1年遅れとなってしまいましたが、一昨年は謝さんが女流本因坊5連覇を達成、去年は6連覇を決めました。日本国内の女流棋戦では前人未到の快挙。その快挙を達成した打碁の着手に、謝さんの変化らしきモノが感じられるのです。
..まずは第30期女流本因坊戦の振り返りから。
第30期..女流本因坊戦
五番勝負 第1局目
..黒;向井千瑛
..白;謝依旻
「白30は打ち過ぎ。打つなら白53に……」(王銘エン)
※白30のすぐ近くには、白が手抜きし黒が強くなったツケヒキ定石(黒03〜黒13)がある。この形には、白が寄り付く隙がない。これは私見。
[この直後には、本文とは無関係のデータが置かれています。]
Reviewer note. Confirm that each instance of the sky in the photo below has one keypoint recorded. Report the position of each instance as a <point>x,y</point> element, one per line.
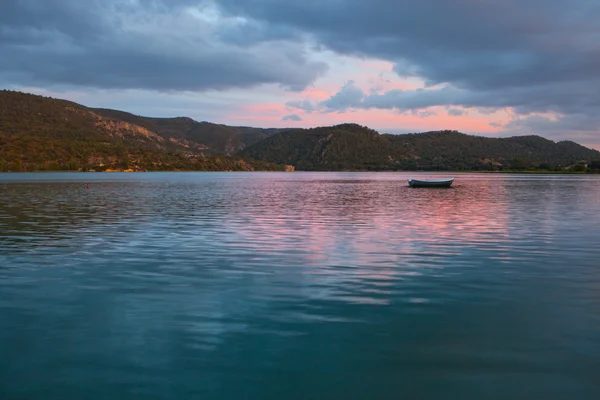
<point>488,67</point>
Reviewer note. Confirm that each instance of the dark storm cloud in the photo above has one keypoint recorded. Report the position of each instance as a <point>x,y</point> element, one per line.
<point>164,45</point>
<point>533,54</point>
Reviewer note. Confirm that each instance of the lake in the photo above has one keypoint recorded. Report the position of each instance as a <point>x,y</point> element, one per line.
<point>299,286</point>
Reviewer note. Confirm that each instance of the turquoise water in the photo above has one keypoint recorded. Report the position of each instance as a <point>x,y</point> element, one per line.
<point>298,286</point>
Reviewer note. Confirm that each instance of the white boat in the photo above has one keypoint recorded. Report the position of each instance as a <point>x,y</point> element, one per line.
<point>430,183</point>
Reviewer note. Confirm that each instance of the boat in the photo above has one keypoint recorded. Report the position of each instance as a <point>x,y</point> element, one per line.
<point>430,182</point>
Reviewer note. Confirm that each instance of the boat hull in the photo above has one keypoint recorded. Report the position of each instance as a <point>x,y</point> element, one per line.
<point>443,183</point>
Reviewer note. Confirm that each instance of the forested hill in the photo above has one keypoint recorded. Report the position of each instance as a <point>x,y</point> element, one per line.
<point>41,133</point>
<point>354,147</point>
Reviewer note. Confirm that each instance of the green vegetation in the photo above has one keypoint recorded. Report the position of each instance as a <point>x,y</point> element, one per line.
<point>353,147</point>
<point>44,134</point>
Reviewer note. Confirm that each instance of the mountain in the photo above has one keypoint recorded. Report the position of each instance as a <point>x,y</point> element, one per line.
<point>354,147</point>
<point>42,133</point>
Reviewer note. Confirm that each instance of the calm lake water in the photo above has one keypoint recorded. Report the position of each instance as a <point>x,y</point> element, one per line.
<point>298,286</point>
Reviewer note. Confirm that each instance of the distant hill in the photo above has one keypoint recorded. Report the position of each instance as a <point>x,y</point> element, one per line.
<point>351,146</point>
<point>42,133</point>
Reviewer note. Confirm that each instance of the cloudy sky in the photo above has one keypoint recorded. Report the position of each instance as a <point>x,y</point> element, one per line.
<point>490,67</point>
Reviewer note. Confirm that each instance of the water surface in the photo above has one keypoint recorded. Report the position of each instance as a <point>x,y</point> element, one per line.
<point>298,286</point>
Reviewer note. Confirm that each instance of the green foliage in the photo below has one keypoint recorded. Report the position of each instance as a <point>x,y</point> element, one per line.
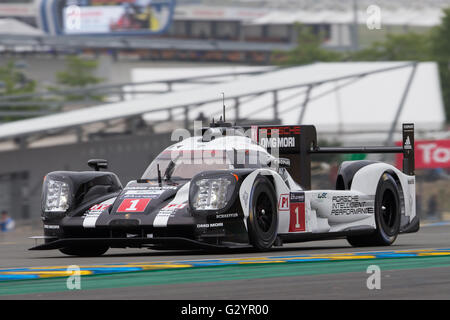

この碁は、NHK教育の囲碁将棋フォーカスで紹介され、黄孟正・九段が解説されました。序盤戦や中盤戦に関しての鋭い黄先生の解説は何度か聞いていますが、そんな黄先生が向井さんの打ち回しをべた褒めされていました。
この碁については、謝さんの過ぎた剛打を正確に受け止め、その後は向井さんが返し技を的確に決めました。剛打の謝さんに剛打で打ち勝った向井さん、並外れた潜在能力が見事に発揮された1局でした。
向井さんについての意見を当ブログで書いた事がありましたが、それは撤回致します。
そしてもう1つ。黄先生や銘エン先生が疑問視した白24。実はこの下がりが、今の謝さんの棋風を表しています。これを前提に、第31期の五番勝負をみてみます。